Einige der verfallenen Bauwerke sind notdürftig repariert worden, und sogar die
Straße, auf der sie gehen, wird mit jedem Schritt besser, bis schließlich nur
noch die hellere Färbung die Stellen erkennen läßt, wo Risse und Löcher
ausgebessert wurden. In den Schaufenstern der Ipops liegen säuberlich sortiert
die Waren - nur Menschen sind nirgends zu sehen.
    Immer noch ärgert sich Hyazinth
über den Transmitter, dessen Blicke ziellos und gedankenlos umherirren.
Offenbar handelt es sich um einen Anfänger. Dafür spricht auch, daß im
Perzeptionsbild plötzlich lauter Sperrsignale aufleuchten, als Hyazinth die
Persönlichkeitsidentifikation vornehmen will. Der Mann möchte seine Gedanken
und Gefühle nicht preisgeben und hat die Totalidentifikation gesperrt. Hyazinth
hätte sonst die Möglichkeit gehabt, die Vorführung so zu erleben, als sei er
selbst der Abgesandte Villafleurs – wegen der Sperrung fühlt er sich jedoch wie
eine Marionette, deren Fäden zwar die Leitungen   für die Lebenskraft sind, die über sie in den hölzernen Körper strömt, zugleich
aber auch Fesseln, mit denen sie an einen übermächtigen höheren Willen gebunden
ist.
    Links und rechts ragen die
steingrauen, fugenlosen Wände der Bunkersilos in den Himmelsdunst. Obwohl der
kleine Trupp sich im Schatten hält, spürt Hyazinth die brütende Hitze trotz der
frühen Morgenstunde. Dabei wird ihm klar, daß es sich um eine Aufzeichnung
handeln muß, denn in Driftonas müßte die Sonne längst wieder sinken, wenn sie
in Villafleur gerade erst aufgegangen ist.

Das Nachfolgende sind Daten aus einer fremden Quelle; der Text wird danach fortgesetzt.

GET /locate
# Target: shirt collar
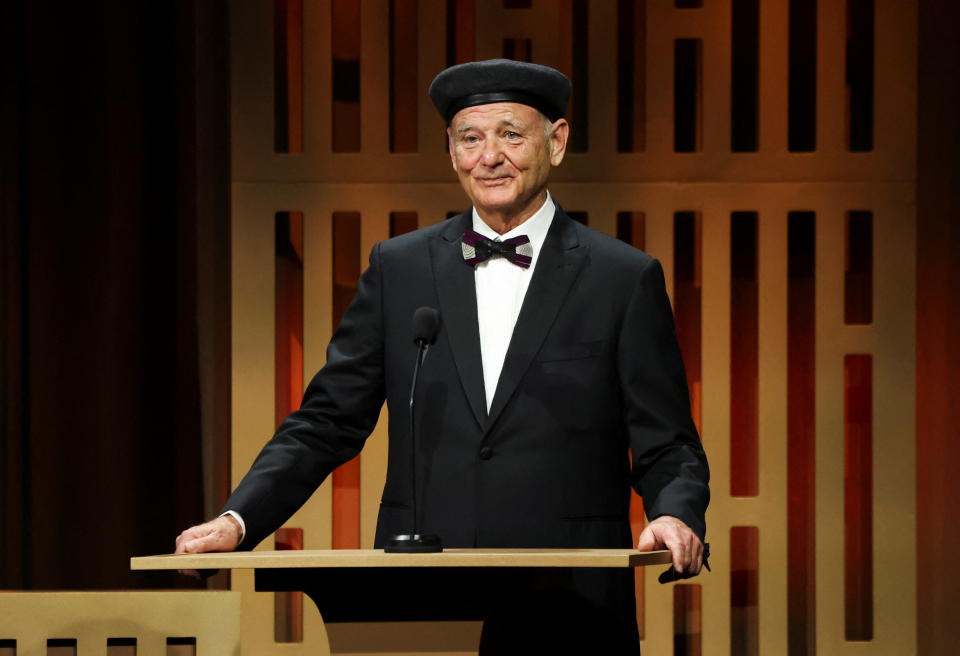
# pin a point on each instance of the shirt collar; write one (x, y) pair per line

    Plötzlich bleiben die Ochsen
erneut stehen, starren nach oben und schnattern aufgeregt. Der Transmitter
mustert jedoch weiterhin mit ungetrübter Schadenfreude die rotgesprenkelte
Glatze des einen, und Hyzinth wird langsam wütend. Dann endlich bequemt sich
der Mann, in die Richtung der ausgestreckten Zeigefinger zu blicken. Eine zweite
Inschrift glänzt hoch oben an der grauen Wand, frischer noch als die erste:
Deutlich erkennbar läuft die Farbe in blutigen Tränen über den grauen Stein,
und irgendwie erinnert dieses helle Rot Hyazinth sofort wieder daran, daß
hinter diesen Mauern Leben ist, Abermilliarden Schicksale in Abermilliarden
Welten ihren Lauf nehmen. Die Schrift erweckt den Anschein einer klaffenden
Wunde im Leib eines unvorstellbaren Ungeheuers, und erst jetzt liest er die
Worte:
    Wer seine Pflicht kennt, sich ihr
aber entzieht, ist ein Feigling!
    Kapitel zwei, Spruch
vierundzwanzig, denkt Hyazinth. Diesen Satz des Meisters kennt jeder Märtyrer.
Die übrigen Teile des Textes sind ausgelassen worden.